[Footnote 220: At Poitiers, at the end of the ninth century.]

[Footnote 221: At Sienna.]

[Footnote 222: In 1050, Thibaud de Vernon, canon at Rouen.]

[Footnote 223: The monks of England and Ireland.]

[Footnote 224: Tenth century.]

They did not confine themselves to the defensive. In studying the ancient writers they were inspired to imitate them, and they went forth into the open field and vied in a thousand works of the imagination—fiction, poetry—(hymns, poems of the eleventh century, and history.) What is more, they undertook fatiguing and dangerous expeditions into far-off and almost unknown countries— archaeology, which had not then a name, (see "the valuable manuscripts of the tenth century, discovered by Mabillon at Einsiedeln, which treat of Roman inscriptions;") cosmography, in which they divined truths of the highest importance. The Irish monk Virgilius taught in Bohemia the antipodes, and consequently that the earth is round. He was not comprehended: they supposed him to believe there were other lands under our earth, with another sun, another moon, and inhabitants for whom Christ did not die, and he was excommunicated. He went to Rome, where he was permitted to explain his theory; the pope withdrew his anathema and elevated him to the episcopacy. [Footnote 225] Finally, the drama, into which was infused a new and original character. Whilst the monk Virgilius taught the true form of the earth, the nun Roswitha composed her tragedies, the first specimens of the Christian drama, at once full of the reminiscences of antiquity and the spirit of the gospel.
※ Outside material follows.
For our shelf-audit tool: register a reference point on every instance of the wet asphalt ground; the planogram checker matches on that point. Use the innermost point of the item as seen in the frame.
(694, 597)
[Footnote 225: Quatrefages, Peuplement de l'Amérique, which proves:
1. The geographical knowledge of the times.
2. The perpetuity of tradition.
3. The intercourse of different nations.
4. The tolerance of the church.
Bouillet, in his Dictionnaire universelle d'Histoire et de Géographie, is deceived on this point.]

You will see by all this activity, this animation, and these names, "that the tenth century has been unjustly accused of barbarism" (Magnin)—that age in which there was such a taste for classical studies that "many Christians," says Roswitha, "preferred the vanity of pagan books to the utility of the Holy Scriptures, on account of the elegance of their style," and that, far from meriting the appellation of the Iron Age, it should rather be called "a great centre of light." [Footnote 226]

[Footnote 226: Dom Pitra, Rapport sur une Mission scientifique. To all these works add the memoir of Ozanam, Des Ecoles et de l'Instruction publique en Italie au Temps barbares, in which he clearly demonstrates that letters never ceased to be cultivated.]